Reducing inflammatory biomarkers: What does it mean?

Cardiology Review® Online, April 2007, Volume 24, Issue 4

The principal finding of this study is that among patients with type II diabetes and mixed dyslipidemia, treatment with simvastatin, fenofibrate, or their combination was associated with reductions in inflammatory biomarkers high-sensitivity C-reactive protein (hsCRP) and lipoprotein-associated phospholipase A2 (Lp-PLA2).

The principal finding of this study is that among patients with type II diabetes and mixed dyslipidemia, treatment with simvastatin, fenofibrate, or their combination was associated with reductions in inflammatory biomarkers high-sensitivity C-reactive protein (hsCRP) and lipoprotein-associated phospholipase A2 (Lp-PLA2). The treatment effect was most pronounced among patients with increased baseline levels of both biomarkers.

Several findings in this study merit comment. First, the median levels of hsCRP (2.11mg/L) are lower than levels typically reported for diabetic populations (>3 to 4 mg/L)1 and are consistent with American Heart Association/Centers for Disease Control and Prevention (AHA/CDC) criterion of “average” risk.2 Whether this is due to difference in degree of glycemic control or insulin resistance (correlates of inflammation) is not apparent from this study.

Second, the justification for the cut-off value for hsCRP (2.0mg/L) is not stated—it is lower than the observed median value of 2.11mg/L and much lower than the AHA/ CDC cut-off of >3 mg/L for “high” risk.2 This can potentially have a material impact on the results.

Third, the exact mechanism(s) for the biomarker-lowering effect of statins or fibrates is not clear. Proposed mechanisms include lipid-independent pathways including an anti-inflammatory effect,3 and direct (via transcription factors)4 or indirect (via upregulation of nitric oxide)5 inhibition of hepatic CRP synthesis by statins. The lack of correlation between hsCRP and lipid variables and lack of dose-response for biomarker-lowering effect compared to lipid-lowering effect in this study suggests that lipid-independent mechanisms might be primarily involved. Although Lp-PLA2-lowering effect of statin was significantly related to low-density lipoprotein reduction, the later accounted for only 12% (R2, R = 0.35) of the variability in response, suggesting other mechanisms might be operative.
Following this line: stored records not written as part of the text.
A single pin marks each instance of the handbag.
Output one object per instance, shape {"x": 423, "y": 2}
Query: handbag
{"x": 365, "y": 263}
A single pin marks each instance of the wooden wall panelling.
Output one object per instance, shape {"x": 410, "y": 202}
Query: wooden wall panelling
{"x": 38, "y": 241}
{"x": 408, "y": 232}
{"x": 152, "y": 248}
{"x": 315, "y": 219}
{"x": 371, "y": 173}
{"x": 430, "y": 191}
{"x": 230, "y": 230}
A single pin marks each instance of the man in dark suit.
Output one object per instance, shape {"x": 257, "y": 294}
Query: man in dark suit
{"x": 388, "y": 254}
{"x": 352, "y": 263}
Whether or not the biomarker-lowering effect of statins (or fibrates) reflects their anti-inflammatory effect should ideally require a parallel reduction on more proximal inflammatory biomarkers such as interleukin-6, interleukin-1β‚ or tumor necrosis factor-α for conclusive evidence. However, this has not been demonstrated consistently.3 Thus, the prospect that some of the benefits conferred by statins (or fibrates) may accrue independently of their effects on lipid profiles remains intellectually intriguing and warrants further scrutiny.

Finally, the clinical utility of hsCRP and Lp-PLA2 in aiding cardiovascular risk stratification or in titrating the intensity of lipid-modifying therapy is undetermined. The AHA/CDC clinical guidelines currently recommend measurement of hsCRP to complement cardiovascular risk stratification in only healthy population with “moderate” cardiovascular risk (10% to 20% in 10 years; class IIa, level of evidence B).2 Recent evidence from the Strong Heart Study in American Indians, in which hsCRP was not associated with cardiovascular disease risk in diabetic individuals, suggests that the predictive ability of hsCRP may not be uniform across subgroups, particularly in high-risk individuals such as those with diabetes (considered a coronary heart disease risk equivalent).1 Despite the growing number of epidemiologic studies assessing Lp-PLA2 in primary or secondary prevention populations, its role in routine clinical practice has not been fully established and is not currently recommended.2 Key additional issues yet to be resolved include whether hsCRP and Lp-PLA2 can be used as a therapeutic goal or as empirical markers associated with reduction of cardiovascular disease risk in diabetics. The answers will have to await the results of the upcoming ACCORD trial that will have potential important considerations for implementing the clinical use of hsCRP and Lp-PLA2.